An extension of kPCA using multiple kernel learning would enable the user to project the data points into a low-dimensional subspace that is based on several data sources and, thereby, to visualize different characteristics of the data points in combination. However, the direct implementation, i.e.

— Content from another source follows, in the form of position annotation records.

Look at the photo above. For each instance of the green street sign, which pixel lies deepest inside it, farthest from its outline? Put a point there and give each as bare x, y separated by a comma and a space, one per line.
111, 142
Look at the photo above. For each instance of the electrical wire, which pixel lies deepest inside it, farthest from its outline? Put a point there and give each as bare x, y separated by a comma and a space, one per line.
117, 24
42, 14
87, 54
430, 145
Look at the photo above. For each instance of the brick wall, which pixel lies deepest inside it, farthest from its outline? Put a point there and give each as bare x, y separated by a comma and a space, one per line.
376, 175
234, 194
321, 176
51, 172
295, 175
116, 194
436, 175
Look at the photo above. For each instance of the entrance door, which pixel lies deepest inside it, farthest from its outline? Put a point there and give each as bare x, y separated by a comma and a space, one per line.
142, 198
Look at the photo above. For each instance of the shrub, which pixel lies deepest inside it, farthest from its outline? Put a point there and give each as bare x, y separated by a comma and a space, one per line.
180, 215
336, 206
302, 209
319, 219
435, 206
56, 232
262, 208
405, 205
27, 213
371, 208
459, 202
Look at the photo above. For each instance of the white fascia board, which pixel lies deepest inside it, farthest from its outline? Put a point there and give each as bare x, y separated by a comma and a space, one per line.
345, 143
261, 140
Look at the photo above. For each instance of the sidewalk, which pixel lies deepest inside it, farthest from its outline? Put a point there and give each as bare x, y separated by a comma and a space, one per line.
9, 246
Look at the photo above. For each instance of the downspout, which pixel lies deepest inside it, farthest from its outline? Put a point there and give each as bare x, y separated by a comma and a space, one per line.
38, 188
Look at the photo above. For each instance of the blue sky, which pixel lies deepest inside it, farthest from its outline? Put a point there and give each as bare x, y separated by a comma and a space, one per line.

$$\mathrm{a}\mathrm{r}\mathrm{g}\underset{\mathit{\alpha},\mathit{\beta}}{max}{\Vert \left(\sum _{m=1}^{M}{\mathit{\beta}}_{m}{K}_{m}\right)\mathit{\alpha}\Vert}^{2},$$

$$||{\lambda}_{1}{\mathit{\alpha}}^{T}\mathit{\alpha}||=1;\phantom{\rule{thinmathspace}{0ex}}{\mathit{\beta}}_{m}\ge 0,\phantom{\rule{thinmathspace}{0ex}}m=1,\dots ,M;\phantom{\rule{thinmathspace}{0ex}}\sum _{m=1}^{M}{\beta}_{m}=1$$

does not allow for data integration. This becomes clear when looking at Thompson’s inequality concerning the eigenvalues of sums of matrices [12]. Consider *A* and *B* being *n*×*n* Hermitian matrices and *C*=*A*+*B*, with their respective eigenvalues *λ*(*A*)_{i}, *λ*(*B*)_{i}, and *λ*(*C*)_{i} sorted decreasingly. Then, for any *p*≥1,

$$\sum _{i=1}^{p}\lambda (C{)}_{i}\le \sum _{i=1}^{p}\lambda (A{)}_{i}+\sum _{i=1}^{p}\lambda (B{)}_{i}$$

holds. If we extend this formula by including the kernel weight *β*_{1} with *C*=*β*_{1}*A*+(1–*β*_{1})*B* and 0≤*β*_{1}≤1, we obtain the following inequality

$$\sum _{i=1}^{p}\lambda (C{)}_{i}\le {\beta}_{1}\sum _{i=1}^{p}\lambda (A{)}_{i}+(1-{\beta}_{1})\sum _{i=1}^{p}\lambda (B{)}_{i}.$$

One can see, that the right hand side is maximized if the kernel matrix with the highest sum of the *p* largest eigenvalues has a weight of 1. In that setting, the right hand side is equal to the left hand side and, thus, this would also be the maximum of the left hand side. The extension to more than two kernel matrices can be made recursively. Therefore, optimizing Problem [1] leads to weight vectors *β* with *β*_{i}=1 and *β*_{j}=0 for all *j*≠*i*, where *i* is the index of the matrix with the *p* largest eigenvalues.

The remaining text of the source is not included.